Don’t Tell the Bees It’s Still February

The weather this week is unbelievably mild. I don’t know what to make of the non-winter we’ve had. It’s probably the end of the world, but it sure feels good.

I fed all the hives under my care yesterday, and they were all beautifully active. However, the colonies with the most enthusiasm live in the Foster’s yard. Interestingly, these hives limped along more than others last season…before winter, we beefed them up by combining a number of our weakest hives, and now they’re going gangbusters and hauling in pollen by the bucketful.

Both Simon and I were astounded to see them so active. When I first spotted them, I thought they were gonna swarm right away. Perhaps I should give them more room soon. I’m sure this weather is messing with our usual timing.

(I love the sound of all the leaves crunching. Odd that you never hear that stuff until the video is uploaded and then it’s deafening.)


First Bee Order for 2012—DONE!

Yesterday I placed what is probably the first of my 2012 bee orders. I ordered 20 packages (each package comes with its own queen).
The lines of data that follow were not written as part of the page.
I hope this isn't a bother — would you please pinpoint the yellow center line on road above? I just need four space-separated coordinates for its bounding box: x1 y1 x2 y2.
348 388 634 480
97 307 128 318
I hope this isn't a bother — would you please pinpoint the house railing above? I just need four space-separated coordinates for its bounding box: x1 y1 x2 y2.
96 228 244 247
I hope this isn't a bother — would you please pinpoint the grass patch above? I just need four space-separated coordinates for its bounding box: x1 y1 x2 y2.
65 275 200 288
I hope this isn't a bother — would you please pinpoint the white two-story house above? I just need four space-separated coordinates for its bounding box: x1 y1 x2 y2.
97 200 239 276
For a number of years, I’ve order my bees through Dave Heilman of Ohio Honey Farm, and I’ve had good luck with them…each spring, Dave drives a big truck to Georgia and then, as he drives back to his place in Wooster, Ohio, he drops the packages off to his customers. This first call of the season to Dave always brightens my day. Not only is he a nice guy and we get to talk a little bit about bees, but it’s a sign that winter is blowing out. Things start perking.

So long as the weather holds up, we can expect to receive our bees on Saturday, April 14th.

Which means there’ll be a lot of commotion that day. And the next. I can hardly wait.

Now, some of you know that I’m trying to build a sustainable apiary of local bees and local survivor queens, so eventually I’ll not need to order packages of bees from elsewhere. But it’s slow going. This year I plan to raise local queens. And I’ve ordered a few queens with good reputations (from Zia Queen Bees in New Mexico and from Russell Apiaries in Mississippi) from which I hope to eventually raise more queens. We’ll see how it goes.

(As I type this, I hear a mouse eating something in my cabinet. It sounds as if an entire family of mice is eating through the entire cabinet and all its contents. And the cat curled up here is useless.)

Deb’s uncle Doyle wants me to supply him right this minute with queens from my apiary. I asked him to try holding his horses until June.